You do not need to understand ActionScript to create a Flash swf file from a class generated with µSprite - download the Adobe Flex 3 SDK and install it according to Adobe's instructions. To compile a generated class without animation open a command prompt and type: mxmlc generatedClass.as

If installing a Flex SDK which requires installation of Java is too much then try haXe instead. It is a much smaller and automated download. The haXe compiler is not written in Java so it is fast and frugal with its use of memory. It is available on Windows, Mac OS X and Linux. The haXe script language is very similar to AS3 but adds a better type system, typed arrays, iterators and it can be used for desktop, server and Flash or JavaScript clients.

In µSprite click on the Settings tab in a Script window to get haXe script generated. When you paste generated code back in µSprite then it does not matter whether it is in AS3 or haXe form. To compile haXe script into swf follow the examples and the readme in doc/samples/haxe.

To compile animated scenes you need the boostworthy animation library version 2.1 and if you animate color, matrix transforms or filter properties then you need the autotelicum TweenEx class. The µSprite source download contains these libraries. You can place generated AS3 files in the library directory where you unpacked it and compile without any further setup. If you set up a source path then you can compile from any directory, see the readme.txt in doc/samples. For haXe a pre-compiled animation library and haXe headers are included in the download.

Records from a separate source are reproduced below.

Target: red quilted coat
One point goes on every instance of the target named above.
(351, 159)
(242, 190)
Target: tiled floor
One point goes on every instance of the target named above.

A good editing environment is recommended to supplement µSprite. You can use any editor; Komodo Edit is the editor currently used to develop µSprite because of its web, macro and toolbox automation features. It works on Mac OS X, Linux and Windows - but it only has basic AS3/MXML syntax features. If you use Windows then you can complement with FlashDevelop and switch between the two depending on the task. If you use Windows then you may need a utility like ZipGenius to unpack the source tarball.